C’est ce qu’il s’était passé en août 2021 à propos de la proposition de loi référendaire portant sur « l’accès universel à un service public hospitalier de qualité », portée par des parlementaires de gauche et de droite. Les Sages avaient jugé qu’un des articles du texte renvoyait à la Conférence nationale de santé des décisions qui relevaient du pouvoir réglementaire de la Première ministre.La proposition de loi référendaire de la gauche sur la réforme des retraites devra donc respecter ces deux critères de périmètre et de conformité à la Constitution pour être validée par le Conseil constitutionnel ce vendredi.
Neuf mois pour recueillir 4,8 millions de signatures
Le cas échéant, il faudra que le RIP sur les retraites recueille ensuite le soutien d’au moins 10% du corps électoral, soit actuellement environ 4,8 millions de personnes qui devront remplir un formulaire sur une plateforme dédiée, avec vérification préalable de l’inscription au répertoire électoral unique (REU).
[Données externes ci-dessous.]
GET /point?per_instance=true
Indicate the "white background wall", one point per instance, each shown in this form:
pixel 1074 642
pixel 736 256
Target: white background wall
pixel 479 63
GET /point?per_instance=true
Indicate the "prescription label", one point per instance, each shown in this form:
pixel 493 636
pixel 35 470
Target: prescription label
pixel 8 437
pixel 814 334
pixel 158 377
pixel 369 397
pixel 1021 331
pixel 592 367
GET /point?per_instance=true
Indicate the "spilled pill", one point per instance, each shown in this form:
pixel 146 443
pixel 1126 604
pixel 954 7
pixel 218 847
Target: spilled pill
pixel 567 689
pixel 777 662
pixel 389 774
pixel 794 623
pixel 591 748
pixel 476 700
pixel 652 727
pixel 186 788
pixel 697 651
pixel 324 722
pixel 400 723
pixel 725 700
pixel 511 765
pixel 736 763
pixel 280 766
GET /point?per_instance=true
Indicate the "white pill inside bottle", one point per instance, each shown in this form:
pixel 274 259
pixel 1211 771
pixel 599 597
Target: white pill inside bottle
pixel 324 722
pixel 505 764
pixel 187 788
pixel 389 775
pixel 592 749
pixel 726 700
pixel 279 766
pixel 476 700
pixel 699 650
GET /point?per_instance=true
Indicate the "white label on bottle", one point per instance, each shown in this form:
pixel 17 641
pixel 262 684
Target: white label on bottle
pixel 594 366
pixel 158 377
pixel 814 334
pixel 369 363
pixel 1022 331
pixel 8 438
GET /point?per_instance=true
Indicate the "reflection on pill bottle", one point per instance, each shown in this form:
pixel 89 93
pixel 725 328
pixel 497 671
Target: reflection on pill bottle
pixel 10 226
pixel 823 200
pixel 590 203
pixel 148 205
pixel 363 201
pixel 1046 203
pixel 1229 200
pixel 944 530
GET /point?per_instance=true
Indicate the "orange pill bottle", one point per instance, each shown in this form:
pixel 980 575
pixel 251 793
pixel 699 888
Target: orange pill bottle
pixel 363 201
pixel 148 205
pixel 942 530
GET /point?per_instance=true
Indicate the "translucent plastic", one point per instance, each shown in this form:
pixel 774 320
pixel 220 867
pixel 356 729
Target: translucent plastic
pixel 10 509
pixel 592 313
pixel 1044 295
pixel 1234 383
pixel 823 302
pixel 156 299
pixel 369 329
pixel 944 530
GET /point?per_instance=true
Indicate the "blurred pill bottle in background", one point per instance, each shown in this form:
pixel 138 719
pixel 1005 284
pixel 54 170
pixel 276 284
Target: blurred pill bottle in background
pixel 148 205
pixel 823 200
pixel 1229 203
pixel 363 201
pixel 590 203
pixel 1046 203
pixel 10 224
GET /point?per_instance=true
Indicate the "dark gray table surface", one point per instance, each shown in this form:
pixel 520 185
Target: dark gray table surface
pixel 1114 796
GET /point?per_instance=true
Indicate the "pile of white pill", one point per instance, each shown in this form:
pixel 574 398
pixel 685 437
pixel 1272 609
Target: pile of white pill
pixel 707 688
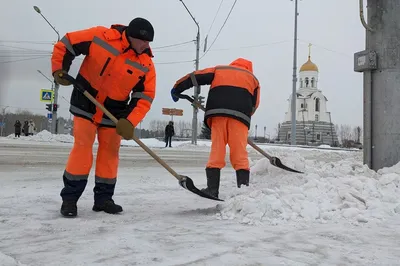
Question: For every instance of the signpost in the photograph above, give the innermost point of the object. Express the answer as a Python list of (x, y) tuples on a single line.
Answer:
[(172, 112), (46, 96)]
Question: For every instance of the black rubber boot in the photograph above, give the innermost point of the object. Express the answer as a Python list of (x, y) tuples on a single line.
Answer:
[(73, 189), (242, 177), (213, 179), (70, 195), (103, 199), (107, 206), (69, 209)]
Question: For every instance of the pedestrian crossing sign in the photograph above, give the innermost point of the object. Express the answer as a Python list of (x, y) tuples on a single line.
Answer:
[(46, 95)]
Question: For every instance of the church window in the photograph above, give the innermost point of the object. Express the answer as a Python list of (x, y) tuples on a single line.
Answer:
[(317, 103)]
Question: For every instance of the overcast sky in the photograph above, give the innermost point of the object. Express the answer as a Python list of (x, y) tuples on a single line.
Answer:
[(259, 30)]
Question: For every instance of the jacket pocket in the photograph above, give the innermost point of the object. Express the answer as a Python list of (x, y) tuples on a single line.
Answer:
[(105, 66)]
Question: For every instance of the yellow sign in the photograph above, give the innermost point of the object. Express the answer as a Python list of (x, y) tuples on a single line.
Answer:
[(46, 95)]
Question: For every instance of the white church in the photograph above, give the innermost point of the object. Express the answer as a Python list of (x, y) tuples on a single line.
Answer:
[(313, 121)]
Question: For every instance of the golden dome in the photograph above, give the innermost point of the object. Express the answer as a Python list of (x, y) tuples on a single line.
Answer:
[(309, 66)]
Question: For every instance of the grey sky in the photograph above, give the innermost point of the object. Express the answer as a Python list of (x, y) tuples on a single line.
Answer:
[(333, 27)]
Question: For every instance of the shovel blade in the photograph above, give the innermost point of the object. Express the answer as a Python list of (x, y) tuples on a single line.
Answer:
[(187, 183), (277, 162)]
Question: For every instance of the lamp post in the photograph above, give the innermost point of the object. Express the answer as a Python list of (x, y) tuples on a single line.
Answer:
[(294, 95), (56, 85), (197, 89)]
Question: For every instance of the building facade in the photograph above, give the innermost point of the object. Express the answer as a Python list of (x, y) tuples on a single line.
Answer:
[(313, 121)]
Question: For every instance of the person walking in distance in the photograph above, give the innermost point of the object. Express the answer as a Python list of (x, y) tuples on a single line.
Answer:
[(118, 71), (169, 133)]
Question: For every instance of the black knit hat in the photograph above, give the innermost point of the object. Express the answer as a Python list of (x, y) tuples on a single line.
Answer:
[(141, 28)]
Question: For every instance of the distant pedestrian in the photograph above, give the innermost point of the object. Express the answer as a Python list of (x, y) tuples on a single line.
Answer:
[(17, 127)]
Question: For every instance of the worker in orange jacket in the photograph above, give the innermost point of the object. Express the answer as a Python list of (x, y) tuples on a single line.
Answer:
[(233, 98), (119, 72)]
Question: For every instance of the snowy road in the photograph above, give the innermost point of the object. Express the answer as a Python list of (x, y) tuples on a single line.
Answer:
[(162, 224)]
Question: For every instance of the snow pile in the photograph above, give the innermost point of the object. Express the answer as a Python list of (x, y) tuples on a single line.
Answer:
[(327, 192), (9, 261), (46, 136)]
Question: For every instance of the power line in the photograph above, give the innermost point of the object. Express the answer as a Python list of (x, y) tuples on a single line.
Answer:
[(171, 45), (25, 59), (227, 17), (175, 62), (22, 48), (327, 49), (31, 42)]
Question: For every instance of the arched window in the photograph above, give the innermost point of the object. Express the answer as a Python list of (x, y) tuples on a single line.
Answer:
[(317, 103)]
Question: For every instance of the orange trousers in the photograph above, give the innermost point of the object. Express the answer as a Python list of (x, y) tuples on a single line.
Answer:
[(81, 157), (225, 130)]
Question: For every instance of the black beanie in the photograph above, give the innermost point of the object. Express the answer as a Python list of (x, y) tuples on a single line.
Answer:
[(140, 28)]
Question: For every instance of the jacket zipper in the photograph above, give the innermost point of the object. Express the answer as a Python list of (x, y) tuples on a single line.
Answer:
[(105, 66)]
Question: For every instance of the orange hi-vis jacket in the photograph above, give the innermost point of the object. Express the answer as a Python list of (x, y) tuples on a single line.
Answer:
[(234, 90), (120, 79)]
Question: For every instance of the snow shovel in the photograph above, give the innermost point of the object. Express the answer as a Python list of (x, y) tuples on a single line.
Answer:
[(275, 161), (184, 181)]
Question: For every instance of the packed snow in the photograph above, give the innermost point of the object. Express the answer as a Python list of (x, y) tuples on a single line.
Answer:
[(338, 212)]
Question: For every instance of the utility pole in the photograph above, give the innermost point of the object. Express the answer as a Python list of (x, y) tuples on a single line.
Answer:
[(197, 89), (294, 94), (380, 63), (56, 85)]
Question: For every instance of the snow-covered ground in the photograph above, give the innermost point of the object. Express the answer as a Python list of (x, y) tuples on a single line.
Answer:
[(338, 213)]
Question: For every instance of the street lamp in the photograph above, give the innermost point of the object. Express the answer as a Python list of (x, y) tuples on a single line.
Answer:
[(294, 94), (56, 85), (197, 89), (37, 9)]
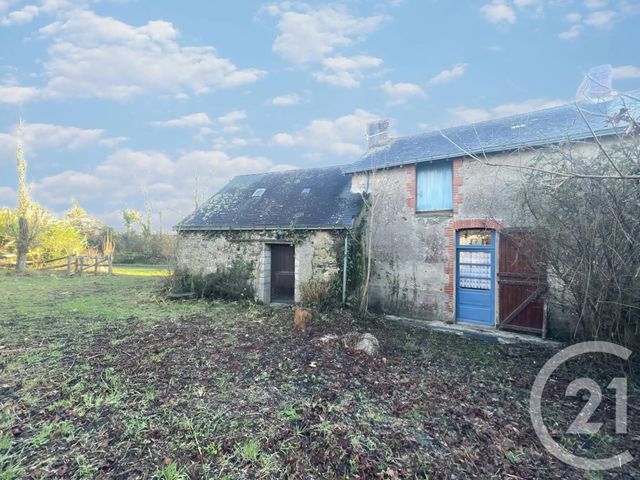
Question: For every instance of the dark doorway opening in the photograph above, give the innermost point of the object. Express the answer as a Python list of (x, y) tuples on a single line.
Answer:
[(282, 273)]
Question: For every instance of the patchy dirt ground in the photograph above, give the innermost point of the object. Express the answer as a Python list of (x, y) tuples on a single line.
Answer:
[(215, 390)]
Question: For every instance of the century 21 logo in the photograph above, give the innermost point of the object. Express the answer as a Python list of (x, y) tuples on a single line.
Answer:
[(582, 424)]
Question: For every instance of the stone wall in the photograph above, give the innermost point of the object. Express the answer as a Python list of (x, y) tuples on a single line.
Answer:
[(206, 252), (413, 252)]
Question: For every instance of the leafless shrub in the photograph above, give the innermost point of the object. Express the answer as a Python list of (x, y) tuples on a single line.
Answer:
[(591, 225)]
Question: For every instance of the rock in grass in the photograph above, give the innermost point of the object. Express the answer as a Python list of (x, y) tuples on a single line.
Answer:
[(361, 342)]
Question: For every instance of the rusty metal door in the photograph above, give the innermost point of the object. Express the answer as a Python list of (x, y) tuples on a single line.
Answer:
[(522, 282), (282, 273)]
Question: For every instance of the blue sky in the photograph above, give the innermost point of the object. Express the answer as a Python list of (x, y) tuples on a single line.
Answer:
[(125, 97)]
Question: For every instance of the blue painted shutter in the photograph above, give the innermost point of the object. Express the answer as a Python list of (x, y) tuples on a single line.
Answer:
[(434, 185)]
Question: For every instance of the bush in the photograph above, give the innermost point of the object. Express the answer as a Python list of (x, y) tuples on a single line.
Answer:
[(234, 283), (318, 293)]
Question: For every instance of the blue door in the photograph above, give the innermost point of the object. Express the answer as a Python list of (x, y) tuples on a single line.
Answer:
[(475, 274)]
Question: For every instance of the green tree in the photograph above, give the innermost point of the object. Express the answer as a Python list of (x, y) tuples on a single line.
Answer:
[(59, 239)]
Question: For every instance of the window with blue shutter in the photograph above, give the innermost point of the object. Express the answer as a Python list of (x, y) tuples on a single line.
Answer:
[(434, 186)]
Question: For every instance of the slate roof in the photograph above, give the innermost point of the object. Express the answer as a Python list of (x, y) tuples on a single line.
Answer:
[(329, 204), (542, 127)]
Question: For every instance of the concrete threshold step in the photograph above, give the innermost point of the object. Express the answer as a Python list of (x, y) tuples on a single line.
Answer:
[(486, 334)]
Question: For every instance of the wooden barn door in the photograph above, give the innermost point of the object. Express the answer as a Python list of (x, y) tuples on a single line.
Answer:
[(282, 273), (522, 282)]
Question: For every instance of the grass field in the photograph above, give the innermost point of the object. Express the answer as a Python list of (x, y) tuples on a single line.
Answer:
[(102, 378), (141, 270)]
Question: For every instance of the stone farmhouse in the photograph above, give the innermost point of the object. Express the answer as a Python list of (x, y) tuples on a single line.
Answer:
[(448, 239)]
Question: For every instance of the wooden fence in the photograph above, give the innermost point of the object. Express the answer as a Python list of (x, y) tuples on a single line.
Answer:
[(73, 265)]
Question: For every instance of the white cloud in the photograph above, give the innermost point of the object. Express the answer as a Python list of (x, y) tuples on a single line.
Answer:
[(222, 143), (307, 34), (95, 56), (342, 136), (447, 75), (42, 136), (499, 12), (232, 117), (193, 120), (18, 17), (595, 4), (346, 72), (230, 122), (121, 178), (27, 13), (574, 17), (625, 71), (573, 32), (461, 116), (600, 19), (399, 93), (286, 100), (17, 95)]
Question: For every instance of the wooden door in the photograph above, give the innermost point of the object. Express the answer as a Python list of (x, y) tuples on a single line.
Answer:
[(522, 282), (282, 273), (475, 274)]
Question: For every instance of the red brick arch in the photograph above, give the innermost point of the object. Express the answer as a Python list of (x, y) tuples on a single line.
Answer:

Le recueil des signatures est ouvert pour neuf mois, et le Conseil constitutionnel doit ensuite vérifier la conformité des signatures.En 2019-2020, la campagne seule référendaire à ce jour avait permis de recueillir presque 1,1 million de soutiens pour un référendum à propos de la privatisation du groupe Aéroports de Paris. Lors de la vérification des signatures,
le Conseil constitutionnel n’avait constaté « que peu de tentatives d'usurpations d'identités », mais avait signalé des « pistes d’évolution à explorer » sur l’ergonomie et la fonctionnalité de la plateforme de recueil des signatures.
Le Parlement a 6 mois pour s’en saisir, sinon le Président de la République convoque un référendum
Si le seuil de 4,8 millions était atteint pour la première fois, le Parlement aurait six mois pour examiner la proposition de loi, sans quoi le Président de la République devra convoquer un référendum. Cela veut dire que le texte devrait être examiné au moins une fois à l’Assemblée et au Sénat sous six mois.Le succès de la campagne de recueil des soutiens n’entraîne donc pas nécessairement l’organisation d’un référendum mais obligera a minima le Parlement à examiner de nouveau la question de l’âge légal de départ à la retraite.
La validation du RIP suspendrait-elle l’application de la réforme des retraites ?
Si le Conseil constitutionnel venait à valider la procédure du second référendum d’initiative partagée, le recueil des signatures
n’entraînerait pas automatiquement la suspension de l’application de la réforme des retraites.En revanche, en 2019, l’exécutif avait décidé de suspendre l’application de la privatisation d’ADP, alors même que la loi Pacte avait été adoptée au Parlement. Constitutionnellement, rien ne l’obligerait à faire de même si ce cas se présentait sur la réforme des retraites.Début de réponse ce mercredi 3 mai en fin d’après-midi, avec la publication de la décision du Conseil constitutionnel sur le référendum d’initiative partagée.